I need to listen more, and to learn not to spread myself so thin. I get caught up in things, enthusiastic, and sometimes will go off without completely understanding what I’m trying to accomplish, or why.
There are times when I miss key details. Because I want to badly to DO GOOD. To be PART OF THINGS.
“Yeah,” you say, “don’t we all?”
Well, yeah. But I’ve been a certified “weird person” all of my life. Couldn’t help it. I’m still a misfit most places. Hell, everywhere.
Certainly there are a lot of folks that feel the same way. And I’ve met some of them, since the internet came into my life. And lots of people are “weirder” than I.
But I didn’t know them, then. I was just alone. School was no challenge at all, so boring that I would get disruptive. I used to actually get sick to my stomach, listening to the droning about stuff that I figured out years before.
Didn’t learn to hide my brains until I was in high school. I was five foot nothing and had the biggest glasses, and for a while, orthopedic shoes.
But I was good at things. People hated that, too. I could hit a ball, and throw a ball, and run real fast.
Used to have to fight my way home from school, when I lived on the South Side with the kids of the firemen and the police and the rest of the middle of the middle class, up from their parents’ blue collar roots.
That didn’t shut me up. I knew they were wrong.
They just couldn’t see things the way I could. Even the teachers were on their side. They’d say so, and send me out into the hall to read a book.
Ooooo, punishment.
Eventually I got tired of getting my ass kicked and then having my mom yell at me about the knee in my new pants.
I ran.
We moved during the white flight, but things didn’t change much for me. School was still boring. There was no real incentive to do well.
Disruption. Misbehavior.
A couple of times, I had half a busful of kids chasing me home.
Outside, I was crying, and sweating to get away.
Inside, I was laughing my ass off.
Eventually, as said above, I grew out of that, and would only exhibit braniac tendencies in school papers. I was never real good at showing up for class. Passed a lot of them because of private meetings with the teachers and principals. It was clear I could do the work. I just “didn’t apply myself.”

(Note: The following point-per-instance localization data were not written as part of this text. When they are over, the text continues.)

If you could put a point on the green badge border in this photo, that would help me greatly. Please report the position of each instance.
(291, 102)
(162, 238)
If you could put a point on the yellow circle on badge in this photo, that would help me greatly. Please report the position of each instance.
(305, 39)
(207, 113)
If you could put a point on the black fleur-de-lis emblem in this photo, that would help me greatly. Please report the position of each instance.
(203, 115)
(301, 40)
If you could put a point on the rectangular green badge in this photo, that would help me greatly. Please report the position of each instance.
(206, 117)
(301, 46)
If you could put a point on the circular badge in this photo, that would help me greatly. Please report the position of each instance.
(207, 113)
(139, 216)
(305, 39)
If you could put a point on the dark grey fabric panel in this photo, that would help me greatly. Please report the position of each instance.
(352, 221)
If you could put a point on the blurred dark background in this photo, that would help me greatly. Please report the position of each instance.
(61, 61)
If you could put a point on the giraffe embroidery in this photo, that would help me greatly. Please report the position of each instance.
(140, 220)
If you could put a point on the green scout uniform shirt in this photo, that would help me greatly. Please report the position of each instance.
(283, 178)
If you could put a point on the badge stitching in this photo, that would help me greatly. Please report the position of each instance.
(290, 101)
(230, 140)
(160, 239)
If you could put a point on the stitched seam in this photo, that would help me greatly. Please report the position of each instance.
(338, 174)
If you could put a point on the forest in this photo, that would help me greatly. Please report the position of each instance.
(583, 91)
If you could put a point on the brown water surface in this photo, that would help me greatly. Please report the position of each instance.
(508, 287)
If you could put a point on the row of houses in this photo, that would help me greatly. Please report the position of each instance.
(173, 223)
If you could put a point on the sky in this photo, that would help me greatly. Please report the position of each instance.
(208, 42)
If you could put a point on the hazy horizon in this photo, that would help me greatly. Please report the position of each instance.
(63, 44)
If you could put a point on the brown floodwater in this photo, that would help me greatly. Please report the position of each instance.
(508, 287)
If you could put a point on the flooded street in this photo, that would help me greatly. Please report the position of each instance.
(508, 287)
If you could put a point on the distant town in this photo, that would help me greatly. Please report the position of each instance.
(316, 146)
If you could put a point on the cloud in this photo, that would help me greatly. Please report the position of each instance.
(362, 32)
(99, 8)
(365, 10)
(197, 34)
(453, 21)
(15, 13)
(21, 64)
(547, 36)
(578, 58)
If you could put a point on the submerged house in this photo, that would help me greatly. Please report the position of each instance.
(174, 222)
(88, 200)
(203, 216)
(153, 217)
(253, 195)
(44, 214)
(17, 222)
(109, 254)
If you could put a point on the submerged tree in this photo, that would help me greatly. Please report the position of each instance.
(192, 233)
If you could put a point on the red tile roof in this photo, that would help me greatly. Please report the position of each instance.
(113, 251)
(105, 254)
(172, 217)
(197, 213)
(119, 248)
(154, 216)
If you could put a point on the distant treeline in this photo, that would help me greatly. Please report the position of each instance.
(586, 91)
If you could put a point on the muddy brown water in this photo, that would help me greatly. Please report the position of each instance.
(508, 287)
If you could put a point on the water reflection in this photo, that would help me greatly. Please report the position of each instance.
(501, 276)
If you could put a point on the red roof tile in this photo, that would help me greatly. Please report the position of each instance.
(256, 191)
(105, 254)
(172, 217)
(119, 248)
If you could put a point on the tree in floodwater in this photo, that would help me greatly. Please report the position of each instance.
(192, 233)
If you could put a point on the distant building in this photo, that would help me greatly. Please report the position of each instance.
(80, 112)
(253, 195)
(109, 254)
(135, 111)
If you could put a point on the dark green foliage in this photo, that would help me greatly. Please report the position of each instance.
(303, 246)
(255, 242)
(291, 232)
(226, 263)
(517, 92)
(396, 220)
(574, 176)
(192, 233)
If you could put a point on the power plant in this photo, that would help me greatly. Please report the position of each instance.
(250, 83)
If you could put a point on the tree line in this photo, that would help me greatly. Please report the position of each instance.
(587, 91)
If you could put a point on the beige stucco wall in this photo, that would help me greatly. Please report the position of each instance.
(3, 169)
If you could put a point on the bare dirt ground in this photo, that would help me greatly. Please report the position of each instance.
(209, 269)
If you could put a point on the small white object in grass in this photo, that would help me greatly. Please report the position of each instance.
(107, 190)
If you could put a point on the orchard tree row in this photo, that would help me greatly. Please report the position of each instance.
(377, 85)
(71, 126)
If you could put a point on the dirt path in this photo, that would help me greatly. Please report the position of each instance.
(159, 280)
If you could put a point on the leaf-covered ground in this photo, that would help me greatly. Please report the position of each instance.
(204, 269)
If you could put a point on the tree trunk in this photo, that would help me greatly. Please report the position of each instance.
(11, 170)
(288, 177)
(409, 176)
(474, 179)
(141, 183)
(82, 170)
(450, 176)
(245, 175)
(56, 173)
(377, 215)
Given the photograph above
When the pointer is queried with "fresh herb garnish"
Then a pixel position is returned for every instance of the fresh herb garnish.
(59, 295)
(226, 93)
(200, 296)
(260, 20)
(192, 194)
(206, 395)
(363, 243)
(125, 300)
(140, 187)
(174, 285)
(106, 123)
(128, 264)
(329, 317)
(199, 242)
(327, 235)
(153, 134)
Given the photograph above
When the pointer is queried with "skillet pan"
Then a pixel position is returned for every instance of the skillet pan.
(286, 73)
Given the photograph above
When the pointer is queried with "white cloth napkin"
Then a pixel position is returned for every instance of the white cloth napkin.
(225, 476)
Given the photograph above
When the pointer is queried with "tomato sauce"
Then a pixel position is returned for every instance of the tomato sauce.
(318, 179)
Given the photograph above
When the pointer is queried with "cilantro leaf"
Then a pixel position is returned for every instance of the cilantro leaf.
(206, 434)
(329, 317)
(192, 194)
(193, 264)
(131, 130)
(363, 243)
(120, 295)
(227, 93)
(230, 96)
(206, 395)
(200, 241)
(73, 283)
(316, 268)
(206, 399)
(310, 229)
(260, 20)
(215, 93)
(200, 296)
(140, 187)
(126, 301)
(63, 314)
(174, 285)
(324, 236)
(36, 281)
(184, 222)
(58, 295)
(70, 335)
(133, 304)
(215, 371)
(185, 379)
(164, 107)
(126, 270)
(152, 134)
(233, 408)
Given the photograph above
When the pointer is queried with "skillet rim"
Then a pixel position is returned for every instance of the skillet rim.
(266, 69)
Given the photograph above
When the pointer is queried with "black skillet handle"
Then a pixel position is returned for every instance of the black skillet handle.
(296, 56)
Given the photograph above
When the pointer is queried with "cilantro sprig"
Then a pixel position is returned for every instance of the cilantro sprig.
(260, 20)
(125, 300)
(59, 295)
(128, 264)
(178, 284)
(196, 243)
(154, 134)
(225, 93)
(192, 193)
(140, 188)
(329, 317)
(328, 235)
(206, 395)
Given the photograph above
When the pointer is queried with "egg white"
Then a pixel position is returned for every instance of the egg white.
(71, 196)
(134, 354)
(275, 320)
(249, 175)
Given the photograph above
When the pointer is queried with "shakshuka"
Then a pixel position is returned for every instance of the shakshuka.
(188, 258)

There was no reason to. I was planning on joining the Air Force, like my dad did. Never told anyone, just planned on it.
I grew a foot or so between my first and third years. That helped some. Being little can be paralyzing. You know that, no matter what you do, you’re not strong enough, it’s not gonna hurt enough, to get you out of trouble.

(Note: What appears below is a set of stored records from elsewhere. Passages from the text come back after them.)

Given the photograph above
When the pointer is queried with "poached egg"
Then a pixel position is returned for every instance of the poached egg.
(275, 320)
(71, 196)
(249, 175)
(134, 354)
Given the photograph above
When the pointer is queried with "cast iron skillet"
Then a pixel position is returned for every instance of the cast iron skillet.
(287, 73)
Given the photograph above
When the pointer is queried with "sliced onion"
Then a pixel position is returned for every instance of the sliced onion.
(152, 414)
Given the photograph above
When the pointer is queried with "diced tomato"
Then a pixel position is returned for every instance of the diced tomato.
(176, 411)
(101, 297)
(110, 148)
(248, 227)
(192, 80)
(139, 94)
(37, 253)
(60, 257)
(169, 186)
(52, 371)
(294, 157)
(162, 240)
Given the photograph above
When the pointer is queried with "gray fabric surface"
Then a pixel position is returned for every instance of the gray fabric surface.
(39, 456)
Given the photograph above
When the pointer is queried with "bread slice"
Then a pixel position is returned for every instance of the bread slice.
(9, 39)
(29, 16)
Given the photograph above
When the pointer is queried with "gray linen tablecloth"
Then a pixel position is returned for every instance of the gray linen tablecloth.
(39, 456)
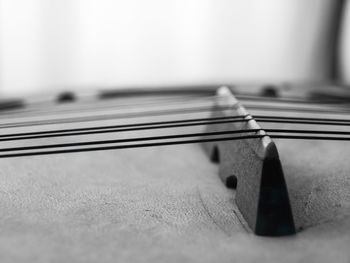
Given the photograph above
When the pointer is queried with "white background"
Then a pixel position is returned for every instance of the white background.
(50, 44)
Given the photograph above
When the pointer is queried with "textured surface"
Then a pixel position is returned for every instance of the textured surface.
(165, 204)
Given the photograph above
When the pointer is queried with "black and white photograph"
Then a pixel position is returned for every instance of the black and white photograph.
(174, 131)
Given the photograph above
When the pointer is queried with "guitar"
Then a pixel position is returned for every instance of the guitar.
(195, 175)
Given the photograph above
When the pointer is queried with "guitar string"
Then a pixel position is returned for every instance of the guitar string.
(124, 115)
(117, 116)
(197, 98)
(143, 145)
(179, 136)
(148, 126)
(169, 124)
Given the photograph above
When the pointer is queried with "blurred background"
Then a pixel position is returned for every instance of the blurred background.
(76, 44)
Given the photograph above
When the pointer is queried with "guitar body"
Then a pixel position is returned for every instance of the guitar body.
(157, 204)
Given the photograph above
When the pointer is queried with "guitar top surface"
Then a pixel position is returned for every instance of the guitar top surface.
(158, 204)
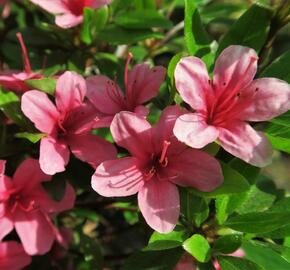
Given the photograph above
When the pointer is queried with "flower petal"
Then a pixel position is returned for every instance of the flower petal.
(193, 130)
(120, 177)
(40, 110)
(192, 82)
(13, 256)
(34, 231)
(68, 20)
(242, 141)
(133, 133)
(70, 91)
(235, 68)
(91, 148)
(269, 98)
(104, 94)
(144, 83)
(54, 7)
(53, 156)
(159, 204)
(194, 168)
(6, 226)
(29, 174)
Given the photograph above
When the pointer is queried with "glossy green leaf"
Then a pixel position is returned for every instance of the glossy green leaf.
(251, 29)
(258, 222)
(198, 247)
(142, 19)
(279, 68)
(234, 263)
(118, 35)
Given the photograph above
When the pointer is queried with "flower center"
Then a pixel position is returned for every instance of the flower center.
(158, 162)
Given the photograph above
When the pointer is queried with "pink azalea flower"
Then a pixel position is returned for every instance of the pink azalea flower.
(15, 80)
(141, 84)
(69, 13)
(67, 125)
(158, 163)
(25, 206)
(224, 105)
(13, 256)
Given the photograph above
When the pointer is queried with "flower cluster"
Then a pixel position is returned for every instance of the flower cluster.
(150, 160)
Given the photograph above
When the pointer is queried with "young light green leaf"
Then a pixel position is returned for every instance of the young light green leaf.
(46, 85)
(198, 247)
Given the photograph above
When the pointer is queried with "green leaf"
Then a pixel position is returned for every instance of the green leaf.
(233, 183)
(118, 35)
(142, 19)
(46, 85)
(10, 105)
(153, 260)
(32, 137)
(94, 21)
(196, 37)
(228, 243)
(198, 247)
(251, 29)
(279, 68)
(258, 222)
(194, 208)
(234, 263)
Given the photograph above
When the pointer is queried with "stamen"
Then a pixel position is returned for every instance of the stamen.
(24, 53)
(163, 153)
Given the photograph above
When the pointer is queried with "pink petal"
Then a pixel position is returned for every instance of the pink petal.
(68, 20)
(70, 91)
(13, 256)
(242, 141)
(53, 156)
(50, 206)
(81, 119)
(40, 110)
(28, 175)
(192, 82)
(163, 130)
(34, 231)
(159, 204)
(104, 94)
(99, 3)
(269, 98)
(54, 7)
(194, 168)
(118, 178)
(144, 83)
(6, 226)
(133, 133)
(235, 68)
(193, 130)
(91, 148)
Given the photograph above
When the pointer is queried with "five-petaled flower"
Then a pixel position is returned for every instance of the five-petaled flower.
(68, 125)
(69, 13)
(225, 104)
(141, 84)
(158, 163)
(15, 80)
(13, 256)
(26, 206)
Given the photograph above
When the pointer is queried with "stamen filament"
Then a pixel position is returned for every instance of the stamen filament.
(24, 54)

I have this socially maladjusted grand-daughter. She’s going through a lot of the same stuff, feeling the same way. The difference is that she isn’t book-smart, or street-smart.

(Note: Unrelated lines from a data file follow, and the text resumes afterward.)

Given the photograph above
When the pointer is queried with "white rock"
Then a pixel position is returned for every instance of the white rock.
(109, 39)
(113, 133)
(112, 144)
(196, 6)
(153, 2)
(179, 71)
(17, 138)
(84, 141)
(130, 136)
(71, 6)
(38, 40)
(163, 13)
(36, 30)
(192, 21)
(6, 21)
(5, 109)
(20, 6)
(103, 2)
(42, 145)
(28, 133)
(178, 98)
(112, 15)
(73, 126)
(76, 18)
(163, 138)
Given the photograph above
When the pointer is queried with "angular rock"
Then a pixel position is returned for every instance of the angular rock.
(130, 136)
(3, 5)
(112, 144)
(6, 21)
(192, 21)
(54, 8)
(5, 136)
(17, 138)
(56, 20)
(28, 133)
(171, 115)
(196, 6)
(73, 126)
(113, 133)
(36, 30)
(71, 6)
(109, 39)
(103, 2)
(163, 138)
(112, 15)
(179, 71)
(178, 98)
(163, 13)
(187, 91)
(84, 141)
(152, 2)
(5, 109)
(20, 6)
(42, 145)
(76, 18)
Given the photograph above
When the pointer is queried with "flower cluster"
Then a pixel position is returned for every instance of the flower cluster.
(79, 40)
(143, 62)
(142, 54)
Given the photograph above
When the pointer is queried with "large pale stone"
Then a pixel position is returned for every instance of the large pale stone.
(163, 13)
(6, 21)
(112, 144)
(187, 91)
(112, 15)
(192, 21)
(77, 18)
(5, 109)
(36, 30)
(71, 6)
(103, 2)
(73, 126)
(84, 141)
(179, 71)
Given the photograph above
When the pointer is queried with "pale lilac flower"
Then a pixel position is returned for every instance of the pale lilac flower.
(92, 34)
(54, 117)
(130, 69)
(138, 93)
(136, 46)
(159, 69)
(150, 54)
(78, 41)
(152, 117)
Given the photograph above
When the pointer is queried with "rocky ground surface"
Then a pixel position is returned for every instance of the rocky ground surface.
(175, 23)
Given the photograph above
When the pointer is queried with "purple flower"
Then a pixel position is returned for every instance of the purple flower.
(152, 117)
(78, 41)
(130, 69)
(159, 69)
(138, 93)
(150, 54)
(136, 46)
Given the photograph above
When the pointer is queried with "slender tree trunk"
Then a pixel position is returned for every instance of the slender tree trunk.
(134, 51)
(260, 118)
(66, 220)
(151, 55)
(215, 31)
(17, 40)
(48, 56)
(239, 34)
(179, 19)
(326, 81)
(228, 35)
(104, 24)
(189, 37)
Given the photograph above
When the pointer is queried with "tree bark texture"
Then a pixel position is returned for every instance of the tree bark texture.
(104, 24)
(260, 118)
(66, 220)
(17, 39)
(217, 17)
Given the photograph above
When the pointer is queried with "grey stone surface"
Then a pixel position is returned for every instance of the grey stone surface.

But she thinks she’s right, too.
I feel for her. I understand. But if she doesn’t want to listen, doesn’t want to change, I can’t help her.
Her problem, with me as with everyone else, is that she doesn’t observe social niceties. She’s completely self-absorbed, mean and spiteful or babbling a mile a minute, complete nonsense. No middle ground.
Doesn’t turn on the nice until after she has to.
Not the same problem, but parallel.
I think I communicate better with her than her other adult caregivers, but I don’t mince words. I won’t sugarcoat truths.
She lies like a rug. I did that for many years. I learned how to control that imagination, how to make it work for me. She doesn’t care. She has little sense of ethics.
The big problem for me is, all of the other kids in her age group seem the same way. Self-gratification is the only thing.
I fear the future that they’re not planning for.